Efficient caching of Hugging Face models using PyTorch serialisation
Project description
HF Torch Cache
Efficient caching layer for Hugging Face models using PyTorch serialisation. Accelerate model initialisation while reducing disk redundancy by converting native Hugging Face checkpoints to optimised PyTorch format.
Features
- 🚀 Faster Initialisation: Skip Hugging Face's config reloading on subsequent loads
- 💾 Disk Efficiency: Eliminate duplicate storage of model artifacts
- 🔍 Auto Model Detection: Dynamically selects appropriate model class from config
- 🧹 Cache Management: Optional cleanup of original Hugging Face cache artifacts
- 🔒 Safety Controls: Configurable weights-only loading for untrusted sources
Installation
pip install hftorchcache
Usage
Simply pass a model name (the HuggingFace repo ID) and the model will be loaded and saved as a torch
.pt file in ~/.cache/hftc/.
from hftc import HFTorchCache
MODEL_NAME = "unsloth/DeepSeek-R1-Distill-Qwen-7B-bnb-4bit"

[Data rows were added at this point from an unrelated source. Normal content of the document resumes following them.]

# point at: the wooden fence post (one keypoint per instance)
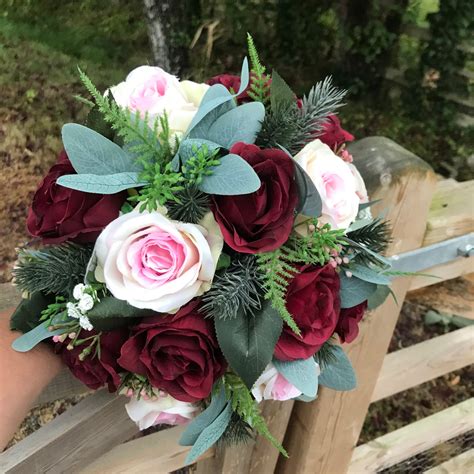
(321, 435)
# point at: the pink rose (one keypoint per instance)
(162, 410)
(271, 385)
(156, 263)
(334, 181)
(151, 90)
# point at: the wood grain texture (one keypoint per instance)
(425, 361)
(321, 436)
(412, 439)
(84, 432)
(156, 453)
(456, 268)
(258, 457)
(451, 211)
(461, 464)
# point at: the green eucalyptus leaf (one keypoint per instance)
(241, 124)
(216, 101)
(203, 420)
(100, 183)
(233, 176)
(210, 435)
(369, 274)
(338, 373)
(29, 340)
(248, 341)
(188, 147)
(110, 313)
(28, 313)
(301, 373)
(354, 290)
(89, 151)
(309, 200)
(281, 95)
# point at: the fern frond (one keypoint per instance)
(277, 273)
(259, 89)
(246, 407)
(54, 269)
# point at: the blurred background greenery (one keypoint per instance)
(408, 64)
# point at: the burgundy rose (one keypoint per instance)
(95, 371)
(313, 301)
(333, 135)
(178, 353)
(58, 213)
(260, 221)
(348, 325)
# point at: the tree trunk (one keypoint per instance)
(171, 26)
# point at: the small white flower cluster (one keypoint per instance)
(85, 302)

# Initialise cache manager
cache = HFTorchCache()
# Load model with automatic class detection
model, tokenizer = cache.load(MODEL_NAME)
print(model.device) # "cuda" if GPU available
If it's already been cached, it'll load instantly
There are also options to:
- Delete the original HuggingFace model cache directory (to avoid duplicates)
- Only load from the local HuggingFace cache
- Specify a value to pass as the device (
torch.loaddefaults to using GPU if available) - Loading weights only (but this defeats the purpose of this method, which is to load the entire variable fast, like pickle)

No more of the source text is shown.